Hi there! I figured that the community with the most chances to be able to help me is here!
I purchased a GPU server to use as a Render farm / Ollama-server machine.
Here is the machine: (can't post links, google this: inca-ep_10-gpu-compute-server)
It is this monster, with 10x AMD GRPro X070 (RX-5700xt) 8Gb GPUs inside.
Preface:
I understand that RDNA1 is not the best for ROCm as AMD abandoned it down the road for unknown reasons… But I had great succes with a single RX-5700xt on another server, using ROCm 5.7.x and some gfx1030 to gfx1010 bindings.
This device came with Cudo-MiningOS… It is mostly stock Ubuntu 20.04 with cudo-mining specific packages from what I can tell… It had older OpenCL drivers installed
Issues:
I tried installing fresh Linux distros on it (tried Ubuntu 24.04, Debian 12 and Pop!OS 22.04) and they all failed at some point.
The issue seems to be with the handling of the GPU and PCIe switches… The PC would boot correctly, but as soon as I try to poke at the GPUs, it hangs and sometimes crashes (example, running rocm-smi works sometimes, but with a major delay)
With the stock OS, responses from the GPUs is instantaneous.

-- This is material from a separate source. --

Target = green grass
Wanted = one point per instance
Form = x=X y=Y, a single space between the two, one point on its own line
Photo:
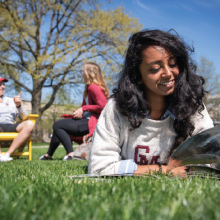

It is just that the packages are too outdated for me to use as-is.
Can someone here help me sort this out? I have spent at least 20-30 hours on this already.
Here is the PCIe Layout with lspci -tv
-[0000:00]-+-00.0 Advanced Micro Devices, Inc. [AMD] Family 17h (Models 00h-0fh) Root Complex
+-00.2 Advanced Micro Devices, Inc. [AMD] Family 17h (Models 00h-0fh) I/O Memory Management Unit
+-01.0 Advanced Micro Devices, Inc. [AMD] Family 17h (Models 00h-1fh) PCIe Dummy Host Bridge
+-01.3-[01-08]----00.0-[02-08]--+-00.0-[03-05]----00.0-[04-05]----00.0-[05]--+-00.0 Advanced Micro Devices, Inc. [AMD/ATI] Navi 10 [Radeon RX 5600 OEM/5600 XT / 5700/5700 XT]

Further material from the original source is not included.